The man eyed my cane, my dress. “Right. Right. You’re the lady that needs a ride to Delaware. Watch your step.” He motioned for us to cross over a slat into the little entranceway between the kitchen and the back door. Then he stopped. Clearly we were to go no farther. I could feel the other men’s eyes slide over me from the kitchen; they continued playing cards. Nobody stopped or stood up to greet me—I supposed I was not pretty enough for that. Inside, it was hot and dark and s
eedy, and the men had that sour smell of old age and cigarettes about them. It reminded me of the tenements again, the old childhood dangers. It was no place I wanted to be.

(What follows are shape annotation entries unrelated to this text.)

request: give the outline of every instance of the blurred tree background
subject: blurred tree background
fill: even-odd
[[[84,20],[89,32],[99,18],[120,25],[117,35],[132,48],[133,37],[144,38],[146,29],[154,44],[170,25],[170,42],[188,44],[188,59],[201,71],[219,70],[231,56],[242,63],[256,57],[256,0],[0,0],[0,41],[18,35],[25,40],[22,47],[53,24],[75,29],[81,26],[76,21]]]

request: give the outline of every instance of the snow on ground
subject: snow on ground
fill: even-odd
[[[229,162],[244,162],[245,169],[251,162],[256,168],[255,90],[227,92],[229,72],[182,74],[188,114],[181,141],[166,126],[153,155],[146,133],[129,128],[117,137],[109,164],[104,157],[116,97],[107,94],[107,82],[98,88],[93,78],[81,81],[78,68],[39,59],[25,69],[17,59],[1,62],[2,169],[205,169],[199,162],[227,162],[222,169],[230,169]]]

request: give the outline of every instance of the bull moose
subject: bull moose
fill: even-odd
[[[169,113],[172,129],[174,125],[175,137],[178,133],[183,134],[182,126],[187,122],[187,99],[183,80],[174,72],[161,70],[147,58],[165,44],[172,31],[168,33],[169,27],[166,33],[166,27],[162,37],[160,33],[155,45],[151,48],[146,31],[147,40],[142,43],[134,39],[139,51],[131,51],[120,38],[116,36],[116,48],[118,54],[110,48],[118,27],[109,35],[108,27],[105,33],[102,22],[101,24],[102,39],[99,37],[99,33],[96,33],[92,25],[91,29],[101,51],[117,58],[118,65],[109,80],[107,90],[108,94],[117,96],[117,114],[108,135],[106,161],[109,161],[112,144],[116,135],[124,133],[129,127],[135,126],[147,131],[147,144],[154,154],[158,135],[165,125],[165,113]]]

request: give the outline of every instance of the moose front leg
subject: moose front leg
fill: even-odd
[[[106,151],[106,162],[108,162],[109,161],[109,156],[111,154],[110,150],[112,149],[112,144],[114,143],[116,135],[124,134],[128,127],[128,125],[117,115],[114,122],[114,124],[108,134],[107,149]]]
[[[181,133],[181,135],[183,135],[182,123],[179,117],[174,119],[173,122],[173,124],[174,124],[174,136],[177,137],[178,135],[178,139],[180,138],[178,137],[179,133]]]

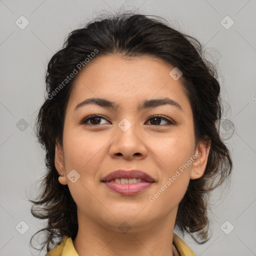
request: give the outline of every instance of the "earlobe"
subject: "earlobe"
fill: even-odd
[[[58,182],[62,185],[66,185],[68,181],[66,177],[66,172],[65,168],[65,162],[64,158],[64,152],[63,148],[60,145],[58,142],[56,144],[55,146],[55,158],[54,158],[55,168],[57,170],[59,178]],[[62,174],[63,176],[60,176]]]
[[[194,160],[192,164],[190,180],[196,180],[201,178],[206,170],[206,168],[208,160],[208,156],[210,149],[210,140],[208,144],[206,145],[202,142],[195,152],[194,157]]]

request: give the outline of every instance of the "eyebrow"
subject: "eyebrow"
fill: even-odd
[[[84,106],[88,104],[98,105],[103,108],[112,108],[114,110],[118,108],[119,106],[119,104],[117,104],[116,102],[110,102],[106,98],[90,98],[84,100],[78,104],[74,108],[74,111],[77,110],[82,106]],[[156,108],[158,106],[166,104],[175,106],[180,111],[183,112],[184,112],[180,105],[177,102],[168,98],[146,100],[140,104],[138,104],[137,107],[137,110],[138,111],[140,111],[146,108]]]

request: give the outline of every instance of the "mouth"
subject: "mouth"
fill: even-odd
[[[118,170],[110,172],[102,182],[116,192],[124,195],[138,194],[156,182],[151,176],[139,170]]]

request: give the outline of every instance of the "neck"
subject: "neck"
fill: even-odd
[[[124,232],[78,214],[74,247],[80,256],[176,256],[172,242],[176,210],[146,228],[132,226]]]

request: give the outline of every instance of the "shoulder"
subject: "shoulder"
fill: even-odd
[[[58,246],[49,250],[46,256],[78,256],[71,238],[64,236]]]

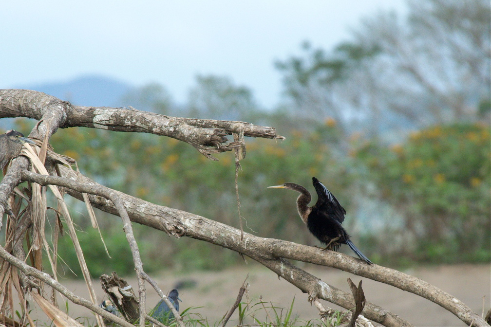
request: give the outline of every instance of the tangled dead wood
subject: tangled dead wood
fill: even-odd
[[[246,123],[169,117],[132,108],[79,107],[34,91],[0,91],[0,118],[21,116],[39,121],[29,136],[40,140],[47,140],[59,127],[77,126],[144,132],[186,142],[211,158],[214,158],[212,153],[245,146],[243,138],[231,141],[226,137],[226,135],[238,134],[282,138],[276,134],[274,128]],[[307,293],[309,300],[316,305],[320,303],[319,300],[322,299],[350,309],[355,307],[355,302],[351,295],[328,285],[293,265],[286,259],[333,267],[392,285],[438,304],[468,325],[488,326],[482,318],[464,303],[418,278],[376,265],[368,266],[360,260],[342,253],[321,252],[314,248],[292,242],[258,237],[204,217],[157,205],[100,185],[66,165],[56,165],[55,171],[56,171],[55,175],[58,176],[48,176],[47,173],[40,171],[42,170],[39,167],[37,170],[29,170],[29,167],[32,166],[32,161],[29,165],[29,161],[25,157],[19,157],[13,160],[0,183],[0,212],[2,215],[4,212],[12,214],[13,217],[11,218],[14,220],[19,218],[19,212],[16,215],[11,210],[12,204],[9,200],[11,200],[11,195],[15,188],[21,181],[27,181],[42,186],[56,185],[57,187],[52,188],[55,192],[59,189],[58,187],[62,187],[63,191],[70,195],[81,201],[88,200],[92,205],[119,216],[123,221],[124,231],[132,249],[138,279],[140,326],[143,326],[148,318],[144,301],[144,281],[149,282],[155,288],[164,301],[166,298],[143,270],[137,245],[133,236],[131,222],[162,230],[177,237],[192,237],[220,245],[247,255]],[[60,205],[63,206],[61,201]],[[63,211],[60,210],[62,216],[65,215]],[[76,235],[74,237],[76,238]],[[3,247],[0,248],[0,256],[4,260],[4,263],[8,262],[24,274],[24,276],[20,275],[23,287],[39,290],[40,281],[42,281],[74,303],[89,308],[102,317],[121,326],[131,326],[124,320],[101,309],[97,305],[95,299],[88,301],[76,297],[56,280],[55,276],[52,277],[37,269],[41,267],[25,263],[26,256],[22,251],[16,253],[13,249],[6,251]],[[47,249],[47,252],[49,251]],[[172,306],[170,304],[169,306]],[[410,325],[396,315],[368,302],[365,303],[363,315],[384,326]],[[182,324],[179,316],[175,317],[178,318],[178,322]],[[103,326],[102,319],[100,321],[99,325]]]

“You say it’s an emergency?” The man pushed his glasses up the bridge of his nose with a greasy finger and squinted.
I nodded.
“Did he tell you the price?”
I considered lowering the amount the Relic had quoted. Yet if you’re going to bargain, you have to be prepared to walk away, darlings. You have to have options.
“One hundred and fifty,” I said faintly.
The man nodded “Plus twenty for the gasoline.”
“Plus twenty.” I patted my pocketbook.
He ushered me into the kitchen. “Hank, Ezra,” he called out. “Your date’s here, fellas. Which one of you lowlifes owes me more?”
The men chuckled grimly. “Bailey’s almost down to his shorts,” one of them hooted.
“Just give me another minute, damn it.”
“Listen to him. Already seventy in the hole.”
In the dim light, someone was tapping his fingernails against a beer bottle in time to the radio. I drew my pocketbook against my chest.
“Gentlemen. The lady here has an emergency.”
“All right. All right, Milt. Lemme take a leak first.”
One of the men pushed back his chair with a scrape. “Oy gevalt! I know you!” he cried. “I know you from somewhere.”
The man was on his feet, pointing at me accusatorily. “I know you!” he shouted.
My mind slammed into itself, and then I realized. E. Ezra. E. Lazarre. The pawnbroker whom Bert and I had hustled back when we were starting out. The one we’d sold the fake watches to. It was him—it had to be. Though aged and diminished, he was still in the black market. Of course. I was a fool. He recognized me instantly. The ugly girl with the bad leg. There were not too many like me around. I was entirely, wholly conspicuous.